A total of 55 OSCC cases including 29 males and 26 females with a mean age of 65.87 ± 14.72 years (ranging from 27 to 90 years) were studied. Comparisons of the incidence of OSCC are shown on Table 2. The majority (25.45%) of the tumors were on the lips, followed closely by tongue (21.81%), buccal mucosa (BM; 20%), and gums (18.18%). The least affected areas were the palate and floor of the moth (FOM) with only 2 and 5 incidences out of the total of 55, respectively. As the control group, one hundred individuals, including 50 males and 50 females, with a mean age of 62.69 ± 12.99 years and non-dysplastic lesions were included in the study. In the control group, the lesions were only due to the stimulation of the oral cavity including fibrous lesions (stimulative fibroma) and pyogenic granuloma, in which only the connective tissue had shown reactive changes with no neoplastic activity. Statistical analysis showed no significant differences regarding either the male and female proportions or the average age of the patients between the test and control groups.
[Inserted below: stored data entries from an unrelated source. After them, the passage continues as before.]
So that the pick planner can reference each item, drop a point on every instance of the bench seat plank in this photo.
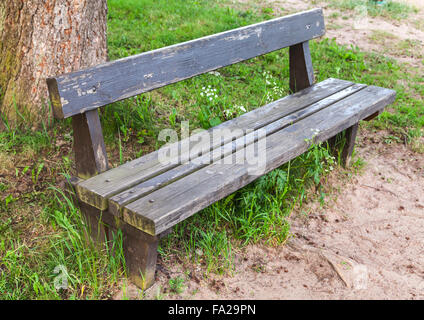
(96, 190)
(165, 207)
(153, 197)
(117, 202)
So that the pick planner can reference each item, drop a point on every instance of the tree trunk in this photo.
(41, 38)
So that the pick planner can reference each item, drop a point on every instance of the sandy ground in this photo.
(366, 243)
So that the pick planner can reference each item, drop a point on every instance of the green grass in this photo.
(41, 227)
(390, 9)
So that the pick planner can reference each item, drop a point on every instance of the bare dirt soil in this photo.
(367, 242)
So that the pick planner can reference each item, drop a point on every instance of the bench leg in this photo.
(140, 251)
(140, 248)
(346, 154)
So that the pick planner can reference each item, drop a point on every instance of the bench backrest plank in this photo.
(88, 89)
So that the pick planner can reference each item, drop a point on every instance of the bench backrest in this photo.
(79, 94)
(98, 86)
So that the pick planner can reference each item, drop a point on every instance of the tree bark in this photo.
(41, 38)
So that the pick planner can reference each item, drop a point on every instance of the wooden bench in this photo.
(146, 197)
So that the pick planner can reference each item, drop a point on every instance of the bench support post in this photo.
(301, 69)
(89, 146)
(140, 250)
(346, 153)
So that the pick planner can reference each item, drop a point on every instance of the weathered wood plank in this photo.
(89, 146)
(117, 202)
(177, 201)
(301, 69)
(98, 86)
(350, 135)
(96, 190)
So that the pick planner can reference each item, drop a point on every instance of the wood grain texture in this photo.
(95, 87)
(117, 202)
(97, 190)
(350, 134)
(89, 146)
(301, 69)
(177, 201)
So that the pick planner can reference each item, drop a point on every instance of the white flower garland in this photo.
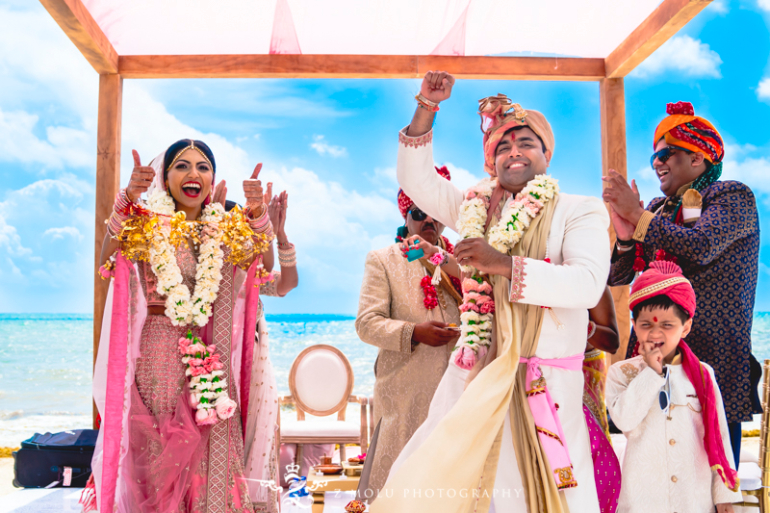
(478, 302)
(208, 390)
(181, 307)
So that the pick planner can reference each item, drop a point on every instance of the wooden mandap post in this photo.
(107, 183)
(613, 123)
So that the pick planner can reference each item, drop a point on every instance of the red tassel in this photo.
(88, 496)
(685, 108)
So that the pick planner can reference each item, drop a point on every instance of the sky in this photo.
(332, 145)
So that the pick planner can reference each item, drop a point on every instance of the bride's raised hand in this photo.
(255, 196)
(220, 193)
(141, 179)
(437, 86)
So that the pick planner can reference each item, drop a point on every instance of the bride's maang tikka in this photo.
(190, 147)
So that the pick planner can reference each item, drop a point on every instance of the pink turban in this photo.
(663, 278)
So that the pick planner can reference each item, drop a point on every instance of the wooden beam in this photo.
(664, 22)
(107, 182)
(75, 20)
(357, 66)
(613, 124)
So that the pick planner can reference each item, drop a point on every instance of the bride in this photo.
(177, 356)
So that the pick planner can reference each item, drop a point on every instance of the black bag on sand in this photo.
(55, 459)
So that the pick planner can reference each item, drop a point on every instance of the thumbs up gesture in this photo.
(141, 179)
(255, 196)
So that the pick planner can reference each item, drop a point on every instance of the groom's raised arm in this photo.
(415, 169)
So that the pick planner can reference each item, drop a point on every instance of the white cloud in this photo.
(66, 231)
(721, 6)
(763, 90)
(321, 211)
(10, 240)
(323, 148)
(682, 55)
(64, 146)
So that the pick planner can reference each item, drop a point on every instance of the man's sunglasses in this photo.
(665, 154)
(664, 396)
(417, 214)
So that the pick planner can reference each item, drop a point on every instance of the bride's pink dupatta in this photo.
(124, 317)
Table 2. Demographic details of OSCC patients and tumor sites.

graphic file with name medoral-19-e550-t002.jpg

Analysis of the frequency of the P53c72 polymorphism in the test group shows that out of the total of 55 OSCC patients, 45.5% of them had the Arg /Pro genotype, followed by Arg /Arg (36.4%) and Pro/Pro (18.2%). As shown in figure 1, in samples with the Pro/Pro genotype, a dedicated band of 177 bp was observed, in contrast to a 141-bp band for the Arg/Arg genotype. As expected, some samples with a heterozygote genotype contain both Arg and Pro bands. A detailed analysis of the distribution of P53c72 alleles and genotypes for OSCC cases vs. the controls is presented on Table 3.

Figure 1.

Figure 1

Examples of P53 genotypes amplified by ARMS-PCR and run on an agarose gel. Lanes: M, DNA ladder; C, negative (no-template) PCR control; 1-8, test PCR samples (genotypes: Arg/Arg, lanes 1, 3, 6, and 7; Pro/Pro, lane 2; Arg/Pro, lanes 4, 5, and 8).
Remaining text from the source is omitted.